Le monstre décadenassé

La chronique Notre Dame des Cadenas se termine par une invitation à découvrir un angle de vue troublant sur la cathédrale, mais l’essentiel du trouble vient d’ailleurs.

 

Sur le pont de l’Archevêché, la formule célèbre de Marcel Duchamp s’applique à la lettre : « C’est le regardeur qui fait l’œuvre. » Qui d’autre que lui, libéré de ses obligations cadenassières, peut-il sentir l’essence poétique qui fait une œuvre de ce tas de cadenas ?
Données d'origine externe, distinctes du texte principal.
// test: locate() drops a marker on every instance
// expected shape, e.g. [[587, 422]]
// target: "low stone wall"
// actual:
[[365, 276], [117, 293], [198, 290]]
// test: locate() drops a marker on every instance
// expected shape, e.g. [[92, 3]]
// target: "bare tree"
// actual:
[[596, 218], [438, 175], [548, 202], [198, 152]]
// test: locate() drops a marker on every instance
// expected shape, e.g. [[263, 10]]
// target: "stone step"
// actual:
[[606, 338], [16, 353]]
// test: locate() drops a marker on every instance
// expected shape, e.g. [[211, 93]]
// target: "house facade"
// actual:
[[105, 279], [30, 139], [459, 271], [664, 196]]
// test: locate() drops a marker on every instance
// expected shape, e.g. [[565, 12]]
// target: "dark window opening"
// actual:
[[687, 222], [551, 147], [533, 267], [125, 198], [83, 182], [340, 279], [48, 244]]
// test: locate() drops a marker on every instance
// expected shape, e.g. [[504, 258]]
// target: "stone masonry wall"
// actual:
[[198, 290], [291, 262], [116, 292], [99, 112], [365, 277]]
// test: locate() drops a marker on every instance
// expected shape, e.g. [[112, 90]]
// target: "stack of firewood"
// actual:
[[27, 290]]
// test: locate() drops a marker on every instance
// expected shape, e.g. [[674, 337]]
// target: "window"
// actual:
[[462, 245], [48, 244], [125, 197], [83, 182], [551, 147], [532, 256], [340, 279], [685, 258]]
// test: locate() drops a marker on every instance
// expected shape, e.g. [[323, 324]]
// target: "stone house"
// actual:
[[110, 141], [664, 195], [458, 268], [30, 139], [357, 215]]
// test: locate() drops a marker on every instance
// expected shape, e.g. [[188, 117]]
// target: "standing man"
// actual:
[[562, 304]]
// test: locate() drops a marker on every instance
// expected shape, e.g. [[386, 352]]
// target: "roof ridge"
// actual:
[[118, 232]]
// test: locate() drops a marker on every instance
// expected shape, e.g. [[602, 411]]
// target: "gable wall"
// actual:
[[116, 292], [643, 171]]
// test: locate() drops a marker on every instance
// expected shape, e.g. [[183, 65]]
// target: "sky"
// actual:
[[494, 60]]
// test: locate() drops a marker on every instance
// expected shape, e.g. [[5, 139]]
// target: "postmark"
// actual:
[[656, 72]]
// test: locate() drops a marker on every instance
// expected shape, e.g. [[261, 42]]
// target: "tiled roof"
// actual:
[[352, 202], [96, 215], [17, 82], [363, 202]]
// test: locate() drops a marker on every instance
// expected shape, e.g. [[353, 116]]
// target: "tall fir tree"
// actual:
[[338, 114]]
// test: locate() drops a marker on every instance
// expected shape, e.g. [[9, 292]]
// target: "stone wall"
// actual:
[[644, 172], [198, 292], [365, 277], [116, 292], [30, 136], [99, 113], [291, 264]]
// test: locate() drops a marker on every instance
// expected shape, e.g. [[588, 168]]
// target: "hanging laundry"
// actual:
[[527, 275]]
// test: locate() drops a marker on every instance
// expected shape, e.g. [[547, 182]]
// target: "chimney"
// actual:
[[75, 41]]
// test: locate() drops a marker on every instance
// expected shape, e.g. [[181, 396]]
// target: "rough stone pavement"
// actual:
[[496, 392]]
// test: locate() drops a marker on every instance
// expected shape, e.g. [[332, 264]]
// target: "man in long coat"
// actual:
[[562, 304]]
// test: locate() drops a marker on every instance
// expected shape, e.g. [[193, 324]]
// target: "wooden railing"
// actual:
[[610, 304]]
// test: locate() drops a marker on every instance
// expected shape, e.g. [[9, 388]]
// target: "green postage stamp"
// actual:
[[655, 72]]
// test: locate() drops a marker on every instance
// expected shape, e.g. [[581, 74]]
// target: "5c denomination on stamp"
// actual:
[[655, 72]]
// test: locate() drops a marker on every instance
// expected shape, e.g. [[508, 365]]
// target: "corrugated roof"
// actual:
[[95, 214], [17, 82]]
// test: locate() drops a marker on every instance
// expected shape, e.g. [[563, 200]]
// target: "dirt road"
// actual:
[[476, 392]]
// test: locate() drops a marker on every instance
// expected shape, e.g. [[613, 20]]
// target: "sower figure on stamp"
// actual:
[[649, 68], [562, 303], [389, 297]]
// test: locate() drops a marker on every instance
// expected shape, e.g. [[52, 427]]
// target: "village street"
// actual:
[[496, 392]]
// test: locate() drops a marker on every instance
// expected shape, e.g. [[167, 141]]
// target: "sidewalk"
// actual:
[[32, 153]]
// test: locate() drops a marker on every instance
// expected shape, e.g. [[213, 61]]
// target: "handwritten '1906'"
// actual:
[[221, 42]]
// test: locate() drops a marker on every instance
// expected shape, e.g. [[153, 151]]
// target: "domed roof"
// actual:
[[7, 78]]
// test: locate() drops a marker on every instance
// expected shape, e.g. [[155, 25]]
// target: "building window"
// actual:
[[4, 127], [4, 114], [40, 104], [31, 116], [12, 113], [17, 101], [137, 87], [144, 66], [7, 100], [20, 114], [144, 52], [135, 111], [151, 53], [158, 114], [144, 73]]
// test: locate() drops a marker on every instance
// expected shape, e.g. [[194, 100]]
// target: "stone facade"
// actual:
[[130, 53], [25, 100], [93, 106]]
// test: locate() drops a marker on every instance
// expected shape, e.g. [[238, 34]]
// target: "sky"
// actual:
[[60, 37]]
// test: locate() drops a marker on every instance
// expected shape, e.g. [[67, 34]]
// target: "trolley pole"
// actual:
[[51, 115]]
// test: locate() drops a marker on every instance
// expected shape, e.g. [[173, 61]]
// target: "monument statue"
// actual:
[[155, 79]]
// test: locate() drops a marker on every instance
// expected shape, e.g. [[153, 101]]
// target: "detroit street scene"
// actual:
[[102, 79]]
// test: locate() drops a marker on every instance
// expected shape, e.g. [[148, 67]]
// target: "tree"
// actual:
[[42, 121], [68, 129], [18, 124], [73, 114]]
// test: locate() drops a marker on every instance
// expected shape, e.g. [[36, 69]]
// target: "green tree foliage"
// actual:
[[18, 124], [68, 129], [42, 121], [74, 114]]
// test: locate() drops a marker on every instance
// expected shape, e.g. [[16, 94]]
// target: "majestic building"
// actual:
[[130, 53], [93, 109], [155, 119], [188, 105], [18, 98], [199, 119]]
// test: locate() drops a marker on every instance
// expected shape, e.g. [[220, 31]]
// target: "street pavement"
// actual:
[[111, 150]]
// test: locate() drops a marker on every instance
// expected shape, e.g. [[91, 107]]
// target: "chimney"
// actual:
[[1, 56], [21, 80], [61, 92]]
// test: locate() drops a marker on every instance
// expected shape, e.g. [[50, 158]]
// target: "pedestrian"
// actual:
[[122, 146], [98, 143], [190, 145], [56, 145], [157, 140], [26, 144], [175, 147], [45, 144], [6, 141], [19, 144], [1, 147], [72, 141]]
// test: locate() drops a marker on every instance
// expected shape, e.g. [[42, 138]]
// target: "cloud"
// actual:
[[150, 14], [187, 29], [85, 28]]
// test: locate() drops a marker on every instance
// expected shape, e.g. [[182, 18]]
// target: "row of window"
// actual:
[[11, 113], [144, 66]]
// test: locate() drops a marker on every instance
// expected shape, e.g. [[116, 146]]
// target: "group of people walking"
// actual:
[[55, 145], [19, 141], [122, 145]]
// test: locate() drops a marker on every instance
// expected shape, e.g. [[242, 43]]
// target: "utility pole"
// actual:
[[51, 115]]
Une œuvre, dit Malevitch, doit sortir de rien. Henri Maldiney, philosophe, précise qu’elle ne procède d’aucun étant, même d’un néant étant, mais du rien qu’elle ouvre.

 

Le tas de cadenas sort de rien d’autre que de l’accumulation de promesses scellées par les amoureux le temps d’un clic. Les cadenas sont, car les quincailliers ne vendent pas rien, mais cet étant ne constitue pas l’œuvre.

 

Non, elle prend la forme du monstre que cache la Ville de Paris en taillant dans le tas régulièrement comme le propriétaire taille sa haie.

 

Le monstre rend le pont infranchissable, envahi par des cadenas accrochés par grappes qui vont d’une rambarde à l’autre formant d’énormes tiges ponctuées d’initiales et de cœurs.

 

D’un côté du pont, des couples font la queue avec leur cadenas ; le couple arrivé au bord s’avance en se demandant comme dans une roulette russe de l’amour, si le pont va tenir…

 

La foule autour retient son souffle : va-t-elle entendre une fois encore le clic du cadenas, et applaudir le couple élu qui, parvenu à l’autre bout, s’éloigne heureux ; ou va-t-elle entendre le crac du pont qui s’écroule sous le poids de ce cadenas de trop, et voir les deux amants maudits engloutis dans la Seine en signe annonciateur de l’apocalypse touristique ?

 

A Rome, l’empereur distrayait la foule avec le spectacle des gladiateurs qui s’entretuaient. Aujourd’hui cette violence ne se montre plus, ce serait trop grave ; le tourisme n’a surtout pas été inventé pour être grave, mais pour que la foule se déplace de cadenas en cadenas, de clic en clac, comme dans la vieille pub bien connue « clic clac merci Kodak », car ce qui compte pour les touristes, c’est la photo des cadenas fermés.

 

Pour le regardeur, l’essentiel vient de l’ouverture de son œil qui lui rend visible le monstre décadenassé.